The Jacques Brel playing at Mather House is an altogether headier brew. Instead of light Parisienne melodies Brel's tones are cloudy and foreboding--substantial with the threat of storm. The music has a vaguely northern flavor, almost Germanic as if it had some spiritual connection with the songs Kurt Weill wrote for Brecht. But there is also a carnival air, with melodies spinning faster and faster up and then down.
Director Guy Rochman is the moving force at every level of this production and the whole is a triumph of his perfectionism. Rochman created the Company and is its tycoon; every asset is well capitalized with profit sharing all around. There's the orchestra which was superb. Musical Director T. Edward Johnson has put a sea of music on cue but with a restraint that kept the pit from overwhelming the performers even when the score was at its most turbulent. The four performers (one of whom is Rochman) were not only disciplined but inspired.
The big star is plump and voluptuous Patricia Covich, a freshman from Emerson college who is making her dramatic debut with Brel. She can turn from a light number to give serious pieces like "My Death" or "Sons of ---" more than their native depths. In between she is a bubbly personality who cannot seem to suppress her enjoyment as if it were her first prom, instead of her first job. Rochman's performance was just as powerful if a bit more self-conscious. "Put the best sheets on the bed, Mathilde's come back to me!" he shouts in an exotic number that combined a love song with a fighting frenzy.
CURT RALSTON was both clever and affecting as "The Statue" of a war hero that cynically comments on the inscription at its feet and the cant of passersby. But sometimes Ralston lets his marionette affectations dominate numbers that would be better played naturally. Paula Rose is the "Timid Frieda" and keeps her reserve amidst the general flamboyance: she is a useful touchstone for calm and excels in romantic numbers such as "I Loved."
Set designer Peter Agoos and lighting crew David Chaplin and Marlene Nelson were vital collaborators in the general success. Agoos' three-tiered circular stage gave the performers both space and a versatile set for barrooms and statues. With a thrust stage and cabaret setting the lighting was crucial--and flawless.

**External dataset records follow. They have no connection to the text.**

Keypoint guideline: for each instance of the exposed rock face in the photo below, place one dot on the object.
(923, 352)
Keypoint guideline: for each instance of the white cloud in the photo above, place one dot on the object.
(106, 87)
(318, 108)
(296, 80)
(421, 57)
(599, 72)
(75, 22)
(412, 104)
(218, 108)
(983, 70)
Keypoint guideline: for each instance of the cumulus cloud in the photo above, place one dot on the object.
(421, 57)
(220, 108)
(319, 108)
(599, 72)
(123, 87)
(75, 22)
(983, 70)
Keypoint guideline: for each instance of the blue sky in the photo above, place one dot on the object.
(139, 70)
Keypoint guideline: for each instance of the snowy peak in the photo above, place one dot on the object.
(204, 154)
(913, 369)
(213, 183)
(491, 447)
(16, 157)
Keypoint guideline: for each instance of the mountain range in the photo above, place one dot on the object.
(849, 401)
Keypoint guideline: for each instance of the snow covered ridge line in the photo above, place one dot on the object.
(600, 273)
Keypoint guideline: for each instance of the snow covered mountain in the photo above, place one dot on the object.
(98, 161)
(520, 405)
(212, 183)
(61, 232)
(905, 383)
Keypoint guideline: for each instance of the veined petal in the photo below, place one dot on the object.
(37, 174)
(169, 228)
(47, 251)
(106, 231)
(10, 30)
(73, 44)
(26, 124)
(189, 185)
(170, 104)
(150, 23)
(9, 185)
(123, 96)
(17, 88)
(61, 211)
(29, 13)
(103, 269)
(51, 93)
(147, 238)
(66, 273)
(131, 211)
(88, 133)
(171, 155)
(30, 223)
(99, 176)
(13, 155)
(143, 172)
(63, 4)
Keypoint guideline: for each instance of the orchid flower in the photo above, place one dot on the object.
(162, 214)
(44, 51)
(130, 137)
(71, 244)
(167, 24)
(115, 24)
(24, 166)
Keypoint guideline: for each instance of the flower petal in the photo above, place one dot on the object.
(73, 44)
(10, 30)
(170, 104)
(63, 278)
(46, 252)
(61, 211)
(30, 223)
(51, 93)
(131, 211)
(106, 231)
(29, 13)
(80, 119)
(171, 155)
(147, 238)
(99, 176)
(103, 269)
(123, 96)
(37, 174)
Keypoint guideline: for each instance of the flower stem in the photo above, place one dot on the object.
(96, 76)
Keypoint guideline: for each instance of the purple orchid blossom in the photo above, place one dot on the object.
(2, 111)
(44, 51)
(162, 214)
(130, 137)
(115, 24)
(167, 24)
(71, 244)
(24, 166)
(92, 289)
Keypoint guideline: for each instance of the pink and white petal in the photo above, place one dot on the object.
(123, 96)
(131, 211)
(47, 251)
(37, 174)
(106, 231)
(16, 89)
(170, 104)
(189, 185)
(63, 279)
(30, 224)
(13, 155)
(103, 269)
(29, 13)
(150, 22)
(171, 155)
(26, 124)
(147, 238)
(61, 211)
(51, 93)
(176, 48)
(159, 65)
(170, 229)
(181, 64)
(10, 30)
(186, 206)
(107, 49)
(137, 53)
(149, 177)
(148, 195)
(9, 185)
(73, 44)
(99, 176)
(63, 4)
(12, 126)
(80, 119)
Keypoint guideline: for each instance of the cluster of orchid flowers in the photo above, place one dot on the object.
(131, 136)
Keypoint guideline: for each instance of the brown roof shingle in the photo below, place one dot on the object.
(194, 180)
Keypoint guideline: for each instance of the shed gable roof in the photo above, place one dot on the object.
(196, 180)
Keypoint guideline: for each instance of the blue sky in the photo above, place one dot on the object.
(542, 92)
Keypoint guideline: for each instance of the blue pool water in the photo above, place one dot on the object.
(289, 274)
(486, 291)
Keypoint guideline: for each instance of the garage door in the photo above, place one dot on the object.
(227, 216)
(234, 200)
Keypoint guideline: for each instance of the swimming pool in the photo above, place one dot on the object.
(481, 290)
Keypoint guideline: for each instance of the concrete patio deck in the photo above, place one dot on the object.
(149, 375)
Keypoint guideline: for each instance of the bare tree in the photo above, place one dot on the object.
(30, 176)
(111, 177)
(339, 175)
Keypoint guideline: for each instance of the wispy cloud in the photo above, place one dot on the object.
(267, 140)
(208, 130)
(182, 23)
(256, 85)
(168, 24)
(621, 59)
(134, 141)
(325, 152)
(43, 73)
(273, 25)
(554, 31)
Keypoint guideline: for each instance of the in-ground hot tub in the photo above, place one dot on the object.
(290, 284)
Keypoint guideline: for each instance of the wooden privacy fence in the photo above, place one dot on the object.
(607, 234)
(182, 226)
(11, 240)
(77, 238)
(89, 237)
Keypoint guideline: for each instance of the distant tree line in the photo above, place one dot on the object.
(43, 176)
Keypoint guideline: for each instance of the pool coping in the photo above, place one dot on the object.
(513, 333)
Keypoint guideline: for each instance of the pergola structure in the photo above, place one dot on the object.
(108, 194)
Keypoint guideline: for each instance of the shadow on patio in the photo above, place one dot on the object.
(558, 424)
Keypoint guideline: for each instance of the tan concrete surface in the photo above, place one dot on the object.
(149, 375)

If any carping is to be done about this production it should be directed at Eric Blau and Mort Shuman--who translated the songs and are guilty of "additional material"--or perhaps at Brel himself. Some of the songs--notably "Fanette" and the finale "If We Only Have Love"--are trite and slurpy. The cast was good enough to overwhelm Brel's lack of ideas with its own fire but Blau and Shuman's unfortunate use of the English language is sometimes jarring. (Rochman is obliged to shout that he wants to be "cute, cute, cute, in a stupid-ass way").
The enthusiasm of Rochman and comapny extends from the revue to the neighborhood. They have dandied Mather dining hall up with tablecloths and baskets of polished fruit that turn out to be authentic. Tables ring the ciruclar stage and the actors flirt with members of the audience--which could be dangerous if someone beveraged on the complimentary DiSabato Rose gets jealous. But Wednesday night, with tuxedoed patrons filling the tables and Art at the fore it was a sort of provincial triumph for Mather House. It's a long slouch back from Alphaville.